You feel embarrassed applying a name like “microprocessor” to the IBM Power4. The die is monstrous – an assemblage of four processors with a L3 cache is a square of 115x115mm! That’s the size – 13225 square millimeters! The “micro” has nothing to do with this microprocessor.
Well, if someone makes processors of that size, someone certainly needs them. Let’s see what it has inside. First of all, the Power4 contains two processor cores. You can see them in the following figure:
You see that the internal structure of the processor is nontrivial. Two processor cores are linked with a special high-speed switch. In fact, we have an SMP system within one CPU – the cores are joined with a bus that works at 500MHz!

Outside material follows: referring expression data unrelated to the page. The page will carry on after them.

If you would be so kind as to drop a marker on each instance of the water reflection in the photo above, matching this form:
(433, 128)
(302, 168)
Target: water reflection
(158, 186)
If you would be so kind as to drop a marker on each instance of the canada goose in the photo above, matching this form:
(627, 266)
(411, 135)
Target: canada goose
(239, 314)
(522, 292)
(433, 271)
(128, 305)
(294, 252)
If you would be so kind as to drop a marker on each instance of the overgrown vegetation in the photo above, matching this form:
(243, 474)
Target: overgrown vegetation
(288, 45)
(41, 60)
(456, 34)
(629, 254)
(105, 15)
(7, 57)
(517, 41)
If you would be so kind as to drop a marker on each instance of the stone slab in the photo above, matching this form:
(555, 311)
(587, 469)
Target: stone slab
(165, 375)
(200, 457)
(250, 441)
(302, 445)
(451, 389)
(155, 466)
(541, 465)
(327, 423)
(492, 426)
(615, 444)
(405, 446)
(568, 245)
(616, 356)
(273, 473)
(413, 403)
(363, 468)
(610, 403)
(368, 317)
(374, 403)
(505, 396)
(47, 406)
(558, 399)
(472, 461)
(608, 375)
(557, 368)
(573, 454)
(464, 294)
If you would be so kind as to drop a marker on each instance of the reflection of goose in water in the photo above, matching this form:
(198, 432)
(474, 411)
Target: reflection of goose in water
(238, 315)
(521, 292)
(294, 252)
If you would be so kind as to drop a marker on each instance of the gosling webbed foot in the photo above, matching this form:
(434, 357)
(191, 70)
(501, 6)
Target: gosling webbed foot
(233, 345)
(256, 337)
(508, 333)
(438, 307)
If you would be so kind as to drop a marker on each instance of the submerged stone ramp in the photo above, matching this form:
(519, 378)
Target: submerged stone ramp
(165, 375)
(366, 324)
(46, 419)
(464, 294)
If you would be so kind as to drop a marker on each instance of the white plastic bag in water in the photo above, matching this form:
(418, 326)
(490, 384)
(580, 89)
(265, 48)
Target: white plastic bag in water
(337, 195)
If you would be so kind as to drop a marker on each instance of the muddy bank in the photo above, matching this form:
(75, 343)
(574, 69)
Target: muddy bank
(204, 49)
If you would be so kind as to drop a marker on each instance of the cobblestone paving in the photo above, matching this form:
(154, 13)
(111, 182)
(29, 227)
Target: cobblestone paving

Other subsystems are impressive, too: the L2 cache uses three independent cache controllers, three banks (you see them in the figure) of a total capacity of 1536KB and has a bandwidth of over 100GB/s working at 1.7GHz (the frequency of the flagship Power4+ model).
The processor core is curious in itself. First of all, the IBM Power4 decodes the external instruction set into internal microinstructions like x86 CPUs do. The reasons for this solution are obvious: there’s too much software written for the previous CPU generation, which costs more than hardware. They just couldn’t abandon that software baggage. Thus, the same problems met the same solutions.
The micro-architecture is designed to perform up to eight instructions per cycle – that’s an impressive degree of parallel execution.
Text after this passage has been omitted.